I decided a 7-day Average Directional Index will hardly ever steer me wrong and usually I can find something with a Buy signal.
I took out the 252-day/Weighted Alpha part of it. I figured I don't need it and can profit off of a lot of bottom-feeders if I know how to read an Ultimate Oscillator MACD.
The MACD wasn't as good at revealing overbought conditions as I would have liked, so I switched to RSI for RSI divergence.
For a screened stock or watchlist-approved ETF with a positive Weighted Alpha and a green-bar AO and a 7-day ADX Buy, sell a put at least one standard deviation OTM. Stocks or ETFs more than two standard deviations above the 252-day smoothed moving average are overbought and should have puts sold at least two standard deviations OTM. SPY, because it expires more than once per week and is almost foolproof to make money on if you go far enough OTM, may have a put sold on it with negative Weighted Alpha IF the 7-day ADX is Buy AND the AO has a green bar.
I felt the Awesome Oscillator was unnecessary and took it out. I think I'll sell puts on the stock index ETFs when they qualify and when they don't I'll sell puts on high-volume stocks that qualify. I'm trying to get narrow bid-ask spreads and be more professional.
I think I've been giving positive Weighted Alpha too much credit. Stocks or ETFs below the 252-day smoothed moving average with a 7-day ADX Buy can be safer than stocks above the 252-day smoothed moving average with a 7-day ADX Buy because the 252-day smoothed moving average tends to be a magnet to a stock or ETF with a 7-day ADX Buy and it’s better to be drawn upward than to be drawn downward, and a stock or ETF can be in the bottom LRCs for only so long.
I dumped the Weighted Alpha/252-day Smoothed Moving Average. Sell at least one standard deviation OTM for a 7-day ADX Buy, sell at least two standard deviations OTM for a 7-day ADX Sell. You can kind of tell from price behavior and the LRCs if a stock or ETF is overbought or oversold. SPY should be traded whenever it will be profitable enough.

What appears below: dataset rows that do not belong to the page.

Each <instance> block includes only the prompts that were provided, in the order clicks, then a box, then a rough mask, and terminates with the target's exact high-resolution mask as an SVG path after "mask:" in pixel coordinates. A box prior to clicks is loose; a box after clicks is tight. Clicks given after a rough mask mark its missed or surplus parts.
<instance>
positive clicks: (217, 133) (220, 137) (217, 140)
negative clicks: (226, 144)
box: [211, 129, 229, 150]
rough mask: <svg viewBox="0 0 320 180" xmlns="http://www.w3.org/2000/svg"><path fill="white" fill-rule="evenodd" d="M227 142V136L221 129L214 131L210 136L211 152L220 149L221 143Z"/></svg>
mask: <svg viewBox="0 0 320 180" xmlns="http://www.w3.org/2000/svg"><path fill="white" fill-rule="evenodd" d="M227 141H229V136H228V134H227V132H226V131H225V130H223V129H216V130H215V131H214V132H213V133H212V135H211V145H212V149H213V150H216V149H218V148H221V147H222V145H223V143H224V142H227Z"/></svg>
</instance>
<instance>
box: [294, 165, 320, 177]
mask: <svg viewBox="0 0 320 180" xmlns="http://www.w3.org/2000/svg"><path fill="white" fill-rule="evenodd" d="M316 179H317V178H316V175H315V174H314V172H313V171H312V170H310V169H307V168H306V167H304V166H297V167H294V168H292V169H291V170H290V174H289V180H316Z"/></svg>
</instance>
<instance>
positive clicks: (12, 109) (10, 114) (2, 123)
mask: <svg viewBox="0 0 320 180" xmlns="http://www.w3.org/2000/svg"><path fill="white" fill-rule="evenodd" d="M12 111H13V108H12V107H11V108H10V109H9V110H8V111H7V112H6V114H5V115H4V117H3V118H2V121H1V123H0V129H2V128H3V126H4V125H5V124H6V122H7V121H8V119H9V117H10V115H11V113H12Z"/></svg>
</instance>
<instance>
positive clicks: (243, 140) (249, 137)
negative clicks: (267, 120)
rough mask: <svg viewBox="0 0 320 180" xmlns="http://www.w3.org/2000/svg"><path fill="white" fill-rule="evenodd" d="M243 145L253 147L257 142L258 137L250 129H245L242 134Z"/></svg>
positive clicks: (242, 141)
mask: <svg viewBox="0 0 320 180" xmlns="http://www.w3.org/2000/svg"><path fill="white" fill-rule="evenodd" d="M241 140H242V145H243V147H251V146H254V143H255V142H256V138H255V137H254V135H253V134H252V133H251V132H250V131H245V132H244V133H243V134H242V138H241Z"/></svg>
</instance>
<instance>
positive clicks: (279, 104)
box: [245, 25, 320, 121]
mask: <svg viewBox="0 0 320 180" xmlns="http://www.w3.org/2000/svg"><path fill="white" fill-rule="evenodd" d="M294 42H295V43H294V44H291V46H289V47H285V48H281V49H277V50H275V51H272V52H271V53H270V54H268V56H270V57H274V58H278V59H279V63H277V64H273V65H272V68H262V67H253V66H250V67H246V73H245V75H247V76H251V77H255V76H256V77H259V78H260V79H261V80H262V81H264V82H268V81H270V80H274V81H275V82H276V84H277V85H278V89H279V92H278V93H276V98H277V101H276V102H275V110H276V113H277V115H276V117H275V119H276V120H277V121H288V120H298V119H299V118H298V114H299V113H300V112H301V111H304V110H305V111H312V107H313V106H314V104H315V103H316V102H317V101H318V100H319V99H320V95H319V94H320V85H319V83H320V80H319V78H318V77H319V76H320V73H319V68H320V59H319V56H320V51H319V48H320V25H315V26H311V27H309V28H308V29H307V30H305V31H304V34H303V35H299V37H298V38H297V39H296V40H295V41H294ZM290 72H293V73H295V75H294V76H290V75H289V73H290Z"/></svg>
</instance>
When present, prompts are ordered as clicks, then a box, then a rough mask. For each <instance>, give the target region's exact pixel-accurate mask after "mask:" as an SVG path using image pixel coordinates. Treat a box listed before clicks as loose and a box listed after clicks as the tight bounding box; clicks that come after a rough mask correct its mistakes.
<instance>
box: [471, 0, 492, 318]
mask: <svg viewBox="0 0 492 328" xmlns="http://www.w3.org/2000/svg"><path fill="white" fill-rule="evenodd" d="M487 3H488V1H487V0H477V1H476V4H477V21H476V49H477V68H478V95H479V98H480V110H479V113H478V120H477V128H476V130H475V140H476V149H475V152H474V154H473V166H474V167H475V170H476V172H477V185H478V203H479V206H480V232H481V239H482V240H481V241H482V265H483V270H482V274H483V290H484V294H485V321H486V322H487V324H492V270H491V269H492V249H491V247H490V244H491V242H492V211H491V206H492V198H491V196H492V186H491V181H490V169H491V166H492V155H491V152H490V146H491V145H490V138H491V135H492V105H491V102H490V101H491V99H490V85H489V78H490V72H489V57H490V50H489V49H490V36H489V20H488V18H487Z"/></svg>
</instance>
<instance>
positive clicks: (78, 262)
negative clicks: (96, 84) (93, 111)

I switched from 7-day ADX to True Strength Index 56,28,14 (double reverse Ultimate Oscillator setting). TRI could have kept you out of IWM before the crash. TRI wouldn't have kept you out of QQQ before the crash? Wait, QQQ was getting kind of overbought on the LRCs and there was some Awesome Oscillator divergence on the TRI. It was possible to screen for candidates during the crash. But be skeptical of stocks and ETFs that have a bearish tendency.